De acuerdo con una superada doctrina sobre la función del juez, éste debía este ser la boca por la que habla la ley, resumiéndose su intervención a ser un mero subsumidor de la misma, no pudiendo ir más allá de la norma jurídica y principios aplicables, pues estaría transgrediendo el mismo ordenamiento jurídico.
Con esa forma de concebir la administración de justicia se pretendía defender la tan discutida independencia judicial y con ello, paradójicamente, se tiraba por los suelos el birrete y la toga, haciendo del juez su propio verdugo.

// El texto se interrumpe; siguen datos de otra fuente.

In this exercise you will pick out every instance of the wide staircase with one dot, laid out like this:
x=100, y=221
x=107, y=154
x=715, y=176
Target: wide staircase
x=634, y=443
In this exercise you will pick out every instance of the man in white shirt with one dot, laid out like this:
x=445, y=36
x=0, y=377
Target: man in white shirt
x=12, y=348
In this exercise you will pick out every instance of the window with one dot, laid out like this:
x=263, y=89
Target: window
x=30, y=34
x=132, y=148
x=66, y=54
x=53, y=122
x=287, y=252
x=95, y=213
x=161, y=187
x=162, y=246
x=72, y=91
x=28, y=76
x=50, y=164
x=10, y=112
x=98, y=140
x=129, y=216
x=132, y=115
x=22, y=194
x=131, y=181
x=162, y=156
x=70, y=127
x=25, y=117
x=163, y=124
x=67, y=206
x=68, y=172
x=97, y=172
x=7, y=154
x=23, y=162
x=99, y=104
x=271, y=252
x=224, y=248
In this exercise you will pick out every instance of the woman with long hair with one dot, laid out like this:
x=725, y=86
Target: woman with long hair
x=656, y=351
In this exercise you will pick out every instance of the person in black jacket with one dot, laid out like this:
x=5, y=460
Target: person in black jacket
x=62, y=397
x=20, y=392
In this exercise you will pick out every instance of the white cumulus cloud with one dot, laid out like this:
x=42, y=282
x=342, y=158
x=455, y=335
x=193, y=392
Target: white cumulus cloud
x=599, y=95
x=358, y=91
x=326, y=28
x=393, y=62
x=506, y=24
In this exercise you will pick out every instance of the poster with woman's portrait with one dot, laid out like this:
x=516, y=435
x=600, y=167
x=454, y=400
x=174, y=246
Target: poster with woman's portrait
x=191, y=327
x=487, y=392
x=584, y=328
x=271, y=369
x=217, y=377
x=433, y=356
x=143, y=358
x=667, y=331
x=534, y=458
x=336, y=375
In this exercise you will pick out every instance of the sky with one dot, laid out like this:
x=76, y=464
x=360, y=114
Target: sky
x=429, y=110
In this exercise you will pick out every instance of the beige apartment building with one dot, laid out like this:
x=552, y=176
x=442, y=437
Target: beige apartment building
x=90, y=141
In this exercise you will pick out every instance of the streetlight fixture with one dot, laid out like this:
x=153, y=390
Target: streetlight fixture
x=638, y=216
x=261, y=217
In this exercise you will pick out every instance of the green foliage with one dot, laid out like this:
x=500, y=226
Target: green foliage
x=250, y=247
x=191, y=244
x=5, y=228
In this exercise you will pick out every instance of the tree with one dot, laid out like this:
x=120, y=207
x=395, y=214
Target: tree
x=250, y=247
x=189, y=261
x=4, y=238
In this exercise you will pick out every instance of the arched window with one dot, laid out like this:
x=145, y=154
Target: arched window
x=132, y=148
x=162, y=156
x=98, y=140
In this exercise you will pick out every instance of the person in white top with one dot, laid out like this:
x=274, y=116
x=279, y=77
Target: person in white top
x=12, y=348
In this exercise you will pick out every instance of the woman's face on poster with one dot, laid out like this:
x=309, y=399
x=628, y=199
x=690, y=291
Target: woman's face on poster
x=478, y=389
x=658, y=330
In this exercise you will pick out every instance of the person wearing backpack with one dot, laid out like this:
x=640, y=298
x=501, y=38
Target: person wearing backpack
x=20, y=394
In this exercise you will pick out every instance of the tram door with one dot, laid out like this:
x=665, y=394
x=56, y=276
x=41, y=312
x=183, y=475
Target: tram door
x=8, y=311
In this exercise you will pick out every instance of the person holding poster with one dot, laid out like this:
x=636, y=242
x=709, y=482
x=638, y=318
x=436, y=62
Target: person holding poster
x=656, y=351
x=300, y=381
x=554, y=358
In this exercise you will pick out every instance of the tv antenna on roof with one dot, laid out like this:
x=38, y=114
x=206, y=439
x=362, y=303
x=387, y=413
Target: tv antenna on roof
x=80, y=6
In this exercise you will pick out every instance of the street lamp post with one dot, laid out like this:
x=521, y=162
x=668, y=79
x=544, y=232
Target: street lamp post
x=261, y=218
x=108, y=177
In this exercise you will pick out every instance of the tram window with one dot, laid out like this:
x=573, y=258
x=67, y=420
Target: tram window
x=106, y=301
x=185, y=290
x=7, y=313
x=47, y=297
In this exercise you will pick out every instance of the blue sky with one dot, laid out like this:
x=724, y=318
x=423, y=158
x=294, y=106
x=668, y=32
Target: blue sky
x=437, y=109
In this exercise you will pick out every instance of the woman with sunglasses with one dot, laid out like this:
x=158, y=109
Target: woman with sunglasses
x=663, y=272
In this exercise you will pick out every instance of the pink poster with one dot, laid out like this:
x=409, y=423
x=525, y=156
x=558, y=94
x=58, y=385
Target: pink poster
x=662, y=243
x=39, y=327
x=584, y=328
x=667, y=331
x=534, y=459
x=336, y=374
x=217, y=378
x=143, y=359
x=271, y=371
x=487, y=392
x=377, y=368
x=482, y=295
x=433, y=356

Sin embargo, las modernas doctrinas consideran que los jueces, en su función de hacer justicia, deben ser totalmente independientes, tanto externamente (de la manipulación e influencias de los partidos políticos, gobernantes, prensa y cualquier ente ajeno) como internamente (órganos judiciales superiores, cuando éstos actúan en funciones administrativas).
Esta independencia significará que el juez al hacer justicia, decidirá racional y no pasionalmente la aplicación de la norma jurídica y los principios que le rigen en procura de encontrar la correcta solución al caso concreto que, según su convicción, le diga que es, además de legal, justa.
Con ello se entenderá que el juez, que no deja de ser humano a pesar de su alta investidura, contará con su propio bagaje de ideas, valores, pensamientos, sentimientos, actitudes y aptitudes.
Decir que el juez debe ser imparcial y debe limitarse a la aplicación de la ley, es una falacia que llevaría al juez a pensar que aplica imparcialmente la ley cuando, en e l fondo impone sus propios valores.
Es necesario desarraigarse de esa falsedad y darle al juez absoluta y auténtica independencia, de modo que en sus fallos judiciales sea realmente imparcial, consecuente con un sistema democrático, de modo que no se le niegue su identidad, intimidad, raciocinio, inteligencia; su perspectiva política del mundo en que actúa; en suma su condición humana. Eso logrará un juez activo y participante en lo que debe ser su primigenia función como sujeto productor del derecho, al interpretarlo constantemente con la realidad circulante.
Es ese juez quien hace posible que la norma, ley o código que se promulgó hace más de cien años, como nuestro anciano Código Civil de 1886, pueda aún servir en la solución de conflictos, como instrumento de los jueces del siglo XXI, por lo que ellos, en sus fallos, serán acordes al régimen democrático al que dan sustento y mantenimiento.
Por ello, depende en mucho que las nuevas generaciones de políticos, gobernantes, jueces, profesores de derecho, prensa y en general, los costarricenses de hoy, hagan que el sistema judicial se adentre, cada vez más, en lo que un insigne jurista llama la dimensión política de un Poder Judicial democrático.